The reply alleges that the former litigation related to the family’s possession and enjoyment of the property and not, as here, to the fee; also that plaintiff was then the equitable and beneficial owner of the property, having only recently acquired the legal title, but without being successor in title to her husband.

With respect to the matters last mentioned, it is enough to say, first, that the wife is shown to have been the real owner of the property ever since the alleged nuisance arose, and, secondly, that whatever might be the merits of a proper plea of former adjudication, no such defense is presented on this record.
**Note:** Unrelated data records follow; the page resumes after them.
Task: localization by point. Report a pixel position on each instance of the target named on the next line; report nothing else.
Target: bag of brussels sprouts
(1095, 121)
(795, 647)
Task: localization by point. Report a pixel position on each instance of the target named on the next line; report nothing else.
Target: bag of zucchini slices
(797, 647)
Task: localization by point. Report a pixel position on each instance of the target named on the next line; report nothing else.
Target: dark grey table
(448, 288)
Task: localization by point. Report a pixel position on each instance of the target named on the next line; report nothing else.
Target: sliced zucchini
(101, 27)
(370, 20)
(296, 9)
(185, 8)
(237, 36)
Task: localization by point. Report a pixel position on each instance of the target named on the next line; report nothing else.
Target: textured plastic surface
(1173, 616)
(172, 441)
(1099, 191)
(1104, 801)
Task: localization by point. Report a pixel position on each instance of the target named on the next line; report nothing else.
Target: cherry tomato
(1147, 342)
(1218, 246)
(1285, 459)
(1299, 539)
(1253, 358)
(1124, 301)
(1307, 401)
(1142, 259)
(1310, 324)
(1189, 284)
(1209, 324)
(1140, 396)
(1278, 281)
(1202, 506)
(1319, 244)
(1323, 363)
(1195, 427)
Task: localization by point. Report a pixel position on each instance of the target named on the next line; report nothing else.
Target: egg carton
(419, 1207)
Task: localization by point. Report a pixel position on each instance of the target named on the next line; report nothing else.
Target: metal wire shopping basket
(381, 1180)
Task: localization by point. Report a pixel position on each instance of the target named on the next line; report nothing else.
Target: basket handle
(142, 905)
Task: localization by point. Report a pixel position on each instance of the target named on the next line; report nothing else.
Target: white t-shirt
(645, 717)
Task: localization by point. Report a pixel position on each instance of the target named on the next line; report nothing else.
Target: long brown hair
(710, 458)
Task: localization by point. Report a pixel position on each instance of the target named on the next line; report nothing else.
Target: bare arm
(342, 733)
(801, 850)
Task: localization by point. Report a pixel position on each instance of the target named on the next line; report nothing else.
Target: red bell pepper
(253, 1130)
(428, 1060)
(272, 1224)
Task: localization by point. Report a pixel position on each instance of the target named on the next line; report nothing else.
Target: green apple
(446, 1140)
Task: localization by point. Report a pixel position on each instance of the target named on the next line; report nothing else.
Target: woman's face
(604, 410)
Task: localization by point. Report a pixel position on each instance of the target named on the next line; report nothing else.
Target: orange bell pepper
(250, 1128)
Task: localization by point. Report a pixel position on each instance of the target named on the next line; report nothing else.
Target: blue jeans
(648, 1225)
The identity of the nuisances and of the property involved in these three suits is averred, but not the identity of issues joined (Koelisch v. Mixer, 52 O. S., 207, 211). We therefore say nothing about the further questions of identity of parties and of subject-matter.

We see no reason why the court should have excluded evidence or directed a verdict with respect to the second cause of action alleged in the petition below, unless it was on the assumption that there had been a former adjudication of that matter. This reason, as we have indicated, is not well founded and the evidence excluded at pages 15 and 21 of the bill of exceptions should have been admitted.

As to the first cause of action, it is contended by counsel for the village that no defect in the sewer has been proved, and, at all events, that no causal connection is shown between the alleged faults in the sewer and the flooding of plaintiff’s sub-cellar. But evidence was offered of a stream of water entering the cellar through a hole made by thrusting a bar horizontally into the soil towards the sewer when the mouth thereof was choked with ice, and of the instant subsidence of that stream when the ice was removed. This event, it is true, occurred more than four years before the commencement of this action, and henee without the period for which damages for a continuing nuisance may be recovered (Railway Co. v. O’Harra, 50 Ohio State, 667, 679). But it was perfectly competent for the plaintiff to show that the sewer had previously occasioned similar damage, for the purpose of proving that the same cause thereafter might, probably have produced the like effect (Brewing Co. v. Bauer, 50 O. S., 560). It was of course necessary to show further that the condition of the sewer remained unchanged. It follows that the court erred in excluding the evidence tendered at page 35, of the incident just referred to, for its tendency was to show that the sewer was in some way defective so as to permit the escape of sewage through the soil towards plaintiff’s cellar. 5 Thompson’s Commentaries of the Law of Negligence, Section 5894.

But it is said on behalf of the village that the mere percolation or seeping of sewage through the soil to and into another’s premises is not an actionable wrong, for the rule is analogous to that of the interception or diversion of percolating natural waters. This question is, however, expressly reserved in Elster v. Springfield, 49 O. S., 82, 94, and 101, and the clear weight of authority is against the contention made. Mears v. Dole, 135 Mass., 508; Beatrice Gas Co. v. Thomas, 41 Neb. 662; Wheatley v. Baugh, 64 Am. Dec., 729; Kinnaird v. Standard Oil Co., 89 Ky., 468.

It is, however, the settled law that where a municipality brings either sewage or surface water and casts it upon another’s land where it would not of itself naturally flow, it must ordinarily answer in damages therefor. The rule and its limitations are clearly shown in Gilluly v. The City of Madison, 63 Wis., 518; Barry v. The City of Lowell, 90 Mass., 127, and Cincinnati v. Penny, 21 O. S., 500.

For the error in excluding the evidence offered at pages 15, 21 and 35, and in directing a verdict for the defendant the judgment below is reversed and the cause remanded.